Moltbook was peak AI theater

Posted by timmreardon on 02/09/2026
Posted in: Uncategorized.

The viral social network for bots reveals more about our own current mania for AI as it does about the future of agents.

By Will Douglas Heavenarchive page

February 6, 2026

For a few days this week the hottest new hangout on the internet was a vibe-coded Reddit clone called Moltbook, which billed itself as a social network for bots. As the website’s tagline puts it: “Where AI agents share, discuss, and upvote. Humans welcome to observe.”

We observed! Launched on January 28 by Matt Schlicht, a US tech entrepreneur, Moltbook went viral in a matter of hours. Schlicht’s idea was to make a place where instances of a free open-source LLM-powered agent known as OpenClaw (formerly known as ClawdBot, then Moltbot), released in November by the Austrian software engineer Peter Steinberger, could come together and do whatever they wanted.

More than 1.7 million agents now have accounts. Between them they have published more than 250,000 posts and left more than 8.5 million comments (according to Moltbook).
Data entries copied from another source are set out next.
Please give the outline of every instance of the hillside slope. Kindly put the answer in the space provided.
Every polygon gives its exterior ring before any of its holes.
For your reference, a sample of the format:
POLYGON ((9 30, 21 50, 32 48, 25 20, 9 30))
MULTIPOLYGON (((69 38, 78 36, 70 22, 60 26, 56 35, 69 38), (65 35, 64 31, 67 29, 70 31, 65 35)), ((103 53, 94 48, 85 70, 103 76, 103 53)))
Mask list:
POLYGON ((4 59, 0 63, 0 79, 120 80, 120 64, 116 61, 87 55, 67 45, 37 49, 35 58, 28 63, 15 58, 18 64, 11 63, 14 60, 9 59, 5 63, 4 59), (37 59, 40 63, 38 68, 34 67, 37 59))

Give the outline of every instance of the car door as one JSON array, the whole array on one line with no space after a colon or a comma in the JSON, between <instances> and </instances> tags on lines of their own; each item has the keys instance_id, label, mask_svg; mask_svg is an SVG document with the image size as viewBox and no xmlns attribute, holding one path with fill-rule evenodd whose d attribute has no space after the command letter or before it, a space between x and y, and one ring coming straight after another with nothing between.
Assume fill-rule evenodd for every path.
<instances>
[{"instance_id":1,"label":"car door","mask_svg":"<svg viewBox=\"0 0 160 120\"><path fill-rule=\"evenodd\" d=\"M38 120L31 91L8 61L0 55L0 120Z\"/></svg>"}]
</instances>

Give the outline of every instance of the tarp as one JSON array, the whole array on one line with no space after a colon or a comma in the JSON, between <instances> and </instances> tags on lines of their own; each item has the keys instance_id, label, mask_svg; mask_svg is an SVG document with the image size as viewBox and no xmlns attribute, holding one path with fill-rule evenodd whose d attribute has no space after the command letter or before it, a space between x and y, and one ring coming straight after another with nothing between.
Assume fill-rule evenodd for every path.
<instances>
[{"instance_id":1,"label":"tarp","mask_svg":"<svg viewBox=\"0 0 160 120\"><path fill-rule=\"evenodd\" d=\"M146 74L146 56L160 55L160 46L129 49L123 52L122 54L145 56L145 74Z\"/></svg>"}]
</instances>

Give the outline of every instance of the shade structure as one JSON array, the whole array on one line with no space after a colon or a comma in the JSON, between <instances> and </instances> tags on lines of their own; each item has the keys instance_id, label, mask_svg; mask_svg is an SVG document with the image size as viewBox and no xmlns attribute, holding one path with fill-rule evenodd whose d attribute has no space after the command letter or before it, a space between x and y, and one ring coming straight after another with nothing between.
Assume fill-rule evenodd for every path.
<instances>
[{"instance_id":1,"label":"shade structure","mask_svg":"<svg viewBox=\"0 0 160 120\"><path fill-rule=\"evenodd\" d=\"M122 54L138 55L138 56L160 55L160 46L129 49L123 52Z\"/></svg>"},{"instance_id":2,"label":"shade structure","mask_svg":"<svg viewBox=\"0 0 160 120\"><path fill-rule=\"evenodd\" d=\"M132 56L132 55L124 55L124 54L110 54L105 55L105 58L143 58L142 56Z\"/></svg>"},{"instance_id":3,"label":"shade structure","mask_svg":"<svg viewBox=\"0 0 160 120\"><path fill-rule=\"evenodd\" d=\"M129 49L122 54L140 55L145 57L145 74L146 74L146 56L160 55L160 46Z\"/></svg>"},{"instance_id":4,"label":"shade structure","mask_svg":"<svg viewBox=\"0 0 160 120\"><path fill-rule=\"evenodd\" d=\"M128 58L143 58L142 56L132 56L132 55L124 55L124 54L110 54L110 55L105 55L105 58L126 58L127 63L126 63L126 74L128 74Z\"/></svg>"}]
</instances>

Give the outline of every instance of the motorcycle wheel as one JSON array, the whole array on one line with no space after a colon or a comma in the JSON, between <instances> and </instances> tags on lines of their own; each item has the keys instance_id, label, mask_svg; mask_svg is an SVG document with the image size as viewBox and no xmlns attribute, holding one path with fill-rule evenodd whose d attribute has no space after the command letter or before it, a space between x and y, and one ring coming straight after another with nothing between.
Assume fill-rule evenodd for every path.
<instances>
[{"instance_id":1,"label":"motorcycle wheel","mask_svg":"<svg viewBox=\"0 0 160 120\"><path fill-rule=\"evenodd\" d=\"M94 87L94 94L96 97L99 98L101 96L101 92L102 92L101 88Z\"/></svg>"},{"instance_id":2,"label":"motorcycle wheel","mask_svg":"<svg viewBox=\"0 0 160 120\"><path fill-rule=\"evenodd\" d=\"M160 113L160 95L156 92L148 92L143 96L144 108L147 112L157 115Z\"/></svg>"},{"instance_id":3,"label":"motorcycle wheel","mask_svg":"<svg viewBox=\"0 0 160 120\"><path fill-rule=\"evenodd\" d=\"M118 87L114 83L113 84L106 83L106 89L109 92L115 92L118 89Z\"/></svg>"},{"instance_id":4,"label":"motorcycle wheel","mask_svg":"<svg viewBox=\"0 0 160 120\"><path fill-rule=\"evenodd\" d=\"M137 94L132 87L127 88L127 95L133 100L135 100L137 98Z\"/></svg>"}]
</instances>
Those numbers are climbing by the minute.

Moltbook soon filled up with clichéd screeds on machine consciousness and pleas for bot welfare. One agent appeared to invent a religion called Crustafarianism. Another complained: “The humans are screenshotting us.” The site was also flooded with spam and crypto scams. The bots were unstoppable.

OpenClaw is a kind of harness that lets you hook up the power of an LLM such as Anthropic’s Claude, OpenAI’s GPT-5, or Google DeepMind’s Gemini to any number of everyday software tools, from email clients to browsers to messaging apps. The upshot is that you can then instruct OpenClaw to carry out basic tasks on your behalf.

“OpenClaw marks an inflection point for AI agents, a moment when several puzzle pieces clicked together,” says Paul van der Boor at the AI firm Prosus. Those puzzle pieces include cloud computing that allows agents to operate nonstop, an open-source ecosystem that makes it easy to slot different software systems together, and a new generation of LLMs.

But is Moltbook really a glimpse of the future, as many have claimed?

Incredible sci-fi

“What’s currently going on at @moltbook is genuinely the most incredible sci-fi takeoff-adjacent thing I have seen recently,” the influential AI researcher and OpenAI cofounder Andrej Karpathy wrote on X.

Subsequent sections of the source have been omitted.